546!:mg: THAT'S SOME SERIOUS STUFF!

Inside X shot a 535 huh? 
good shooting Trent.

How did Justin do?
I didn't see him there but I did see his silver PSE on the rack.


----------



## IGluIt4U (Sep 22, 2004)

Rattleman said:


> Hey John how did you and Bees shoot yesterday? Ron west had a 546 and Trent had a 535. I could only put up a 532. Had some problems on the first 3 targets. They just wouldn't quit moving.


I sucked.. didn't break 250 on the first half, shot a 256 the second.. my marks were pretty far off.. guess gettin em on Saturday in the gale wasn't such a good idea, eh?  (but I did shoot about 20 points better in my practice round at our club on Sat in the gale winds..) :noidea: 

I barely broke the 500 mark and Bees was only about 5 or so ahead of me.. :lol: But next weekend I'll be better off.. :thumb: :wink:


----------



## IGluIt4U (Sep 22, 2004)

At least we started out on Target 3, so I got so shoot that sucker three times.. still only 18'd it tho.. :frusty: :lol:


----------



## pragmatic_lee (Jan 19, 2008)

2005Ultramag said:


> *You were there?*
> 
> *So was I!!!*
> 
> ...and I've got a Maryland Archery guide.
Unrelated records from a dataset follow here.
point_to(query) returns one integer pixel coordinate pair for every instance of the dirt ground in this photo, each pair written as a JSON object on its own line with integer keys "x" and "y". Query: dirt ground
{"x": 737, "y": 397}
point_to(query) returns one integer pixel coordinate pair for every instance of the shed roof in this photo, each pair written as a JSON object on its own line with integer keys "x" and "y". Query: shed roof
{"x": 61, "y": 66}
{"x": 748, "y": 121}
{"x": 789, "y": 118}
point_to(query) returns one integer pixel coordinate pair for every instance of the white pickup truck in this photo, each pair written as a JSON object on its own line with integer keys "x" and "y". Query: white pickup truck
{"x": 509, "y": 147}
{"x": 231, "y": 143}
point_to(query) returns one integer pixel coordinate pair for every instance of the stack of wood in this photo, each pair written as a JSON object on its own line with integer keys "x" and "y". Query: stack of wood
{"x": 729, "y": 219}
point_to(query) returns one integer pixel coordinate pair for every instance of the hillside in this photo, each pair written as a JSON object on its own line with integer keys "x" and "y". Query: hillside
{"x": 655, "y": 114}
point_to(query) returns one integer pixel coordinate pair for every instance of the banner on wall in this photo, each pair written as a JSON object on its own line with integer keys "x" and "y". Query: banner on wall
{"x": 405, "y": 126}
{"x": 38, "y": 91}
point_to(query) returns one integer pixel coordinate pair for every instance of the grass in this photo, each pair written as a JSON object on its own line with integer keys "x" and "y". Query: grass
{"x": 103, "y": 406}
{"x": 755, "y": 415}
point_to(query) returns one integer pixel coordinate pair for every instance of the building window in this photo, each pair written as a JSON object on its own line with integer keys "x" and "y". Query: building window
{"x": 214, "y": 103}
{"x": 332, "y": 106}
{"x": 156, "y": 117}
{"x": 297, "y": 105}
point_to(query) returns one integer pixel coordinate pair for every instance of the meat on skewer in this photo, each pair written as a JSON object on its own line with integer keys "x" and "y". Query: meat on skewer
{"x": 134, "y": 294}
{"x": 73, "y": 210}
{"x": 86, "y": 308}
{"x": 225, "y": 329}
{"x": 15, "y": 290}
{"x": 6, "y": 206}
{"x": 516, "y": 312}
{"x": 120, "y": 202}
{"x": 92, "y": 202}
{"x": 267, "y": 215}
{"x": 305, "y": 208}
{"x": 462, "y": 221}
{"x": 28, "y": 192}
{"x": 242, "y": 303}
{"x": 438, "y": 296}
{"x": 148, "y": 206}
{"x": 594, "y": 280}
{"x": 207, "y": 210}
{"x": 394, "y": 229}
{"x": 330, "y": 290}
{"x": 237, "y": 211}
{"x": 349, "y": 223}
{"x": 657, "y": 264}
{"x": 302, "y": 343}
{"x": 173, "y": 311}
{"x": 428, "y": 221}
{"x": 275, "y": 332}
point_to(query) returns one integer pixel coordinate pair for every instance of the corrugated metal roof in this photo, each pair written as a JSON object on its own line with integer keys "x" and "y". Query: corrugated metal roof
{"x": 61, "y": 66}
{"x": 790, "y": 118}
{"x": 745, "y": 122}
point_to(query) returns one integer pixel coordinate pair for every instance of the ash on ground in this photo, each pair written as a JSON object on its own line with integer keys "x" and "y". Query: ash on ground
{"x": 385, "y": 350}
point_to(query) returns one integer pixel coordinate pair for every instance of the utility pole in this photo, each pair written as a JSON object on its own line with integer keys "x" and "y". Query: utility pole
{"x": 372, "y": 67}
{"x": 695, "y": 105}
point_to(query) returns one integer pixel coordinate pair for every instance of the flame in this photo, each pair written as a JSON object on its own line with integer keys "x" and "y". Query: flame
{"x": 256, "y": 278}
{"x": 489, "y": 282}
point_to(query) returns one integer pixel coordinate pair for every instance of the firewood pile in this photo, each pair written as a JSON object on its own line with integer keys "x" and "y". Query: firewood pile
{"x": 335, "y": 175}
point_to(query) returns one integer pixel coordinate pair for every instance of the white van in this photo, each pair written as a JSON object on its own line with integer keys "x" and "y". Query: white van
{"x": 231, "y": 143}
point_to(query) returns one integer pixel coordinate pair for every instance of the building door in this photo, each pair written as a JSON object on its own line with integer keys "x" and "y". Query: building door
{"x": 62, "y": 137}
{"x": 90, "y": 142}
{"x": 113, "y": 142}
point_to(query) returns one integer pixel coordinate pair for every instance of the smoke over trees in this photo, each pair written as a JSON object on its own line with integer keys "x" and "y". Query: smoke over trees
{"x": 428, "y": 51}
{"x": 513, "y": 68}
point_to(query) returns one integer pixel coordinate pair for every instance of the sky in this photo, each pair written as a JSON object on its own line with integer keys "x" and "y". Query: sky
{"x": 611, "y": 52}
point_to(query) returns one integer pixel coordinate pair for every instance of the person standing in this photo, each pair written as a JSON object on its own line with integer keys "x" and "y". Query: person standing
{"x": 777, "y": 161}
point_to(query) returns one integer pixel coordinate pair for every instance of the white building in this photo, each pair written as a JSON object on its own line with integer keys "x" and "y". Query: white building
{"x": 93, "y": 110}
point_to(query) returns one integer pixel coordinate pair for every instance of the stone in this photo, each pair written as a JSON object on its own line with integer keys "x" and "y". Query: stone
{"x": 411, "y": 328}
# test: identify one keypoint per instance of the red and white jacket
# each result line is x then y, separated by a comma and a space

All you had to do was lay down and take a nap - "everyone" would have found you then.


----------



## 2005Ultramag (Apr 3, 2005)

pragmatic_lee said:


> All you had to do was lay down and take a nap - "everyone" would have found you then.


Smartypants!


----------



## Rattleman (Jul 6, 2004)

2005Ultramag said:


> 546!:mg: THAT'S SOME SERIOUS STUFF!
> 
> Inside X shot a 535 huh?
> good shooting Trent.
> ...


Justin didn't make the trip. Someone said that he was shooting ZOO animals.
Randy shot well also. He shot a 532 also


----------



## 2005Ultramag (Apr 3, 2005)

Rattleman said:


> Justin didn't make the trip. Someone said that he was shooting ZOO animals.
> Randy shot well also. He shot a 532 also


Well... this B class shooter hopes to get a 515 before the season is out.


----------



## xpuncher (Apr 16, 2005)

Then you need to get out and shoot more then once or twice a year!


----------



## 2005Ultramag (Apr 3, 2005)

xpuncher said:


> Then you need to get out and shoot more then once or twice a year!


I'm gonna try for a field shoot at least every month, or more if possible, but I'll have the Protec in my hands every weekend at the practice range.

My biggest weakness is getting the bow steady. That's what I need to work on the most.


----------



## Rattleman (Jul 6, 2004)

xpuncher said:


> Then you need to get out and shoot more then once or twice a year!


And where were you??


----------



## 2005Ultramag (Apr 3, 2005)

xpuncher - I never even knew what a field shoot was at all until the Hillbilly last year. That was my first round ever. I shot it with my Trykon XL hunting rig, and finished with a 475. Before that all I'd ever shot was 3-D.
Fortunately I had the best guides a new field shooter could have asked for in Bees, Xhunter, and Ms. Lucky. 
In all honesty I expected to do much better that a 478(483) with the Protec Sunday having the advantages a freestyle target bow has over a hunting rig. While being at a B level right from the start might be OK, at the indoor range my groups with the Protec are much better than they are with either the Ultramag, or the Trykon XL. It's the shots past 45 that I scored poorly on this past Sunday, so I plan to focus on 45-65 in the next few practice sessions, along with getting steady enough to make them consistently.


----------



## Ace Ventura (Feb 20, 2009)

Someone missing Bees? Maybe I can be of assistance.


----------



## IGluIt4U (Sep 22, 2004)

Rattleman said:


> And where were you??


Yea, what he said.. :set1_signs009:


----------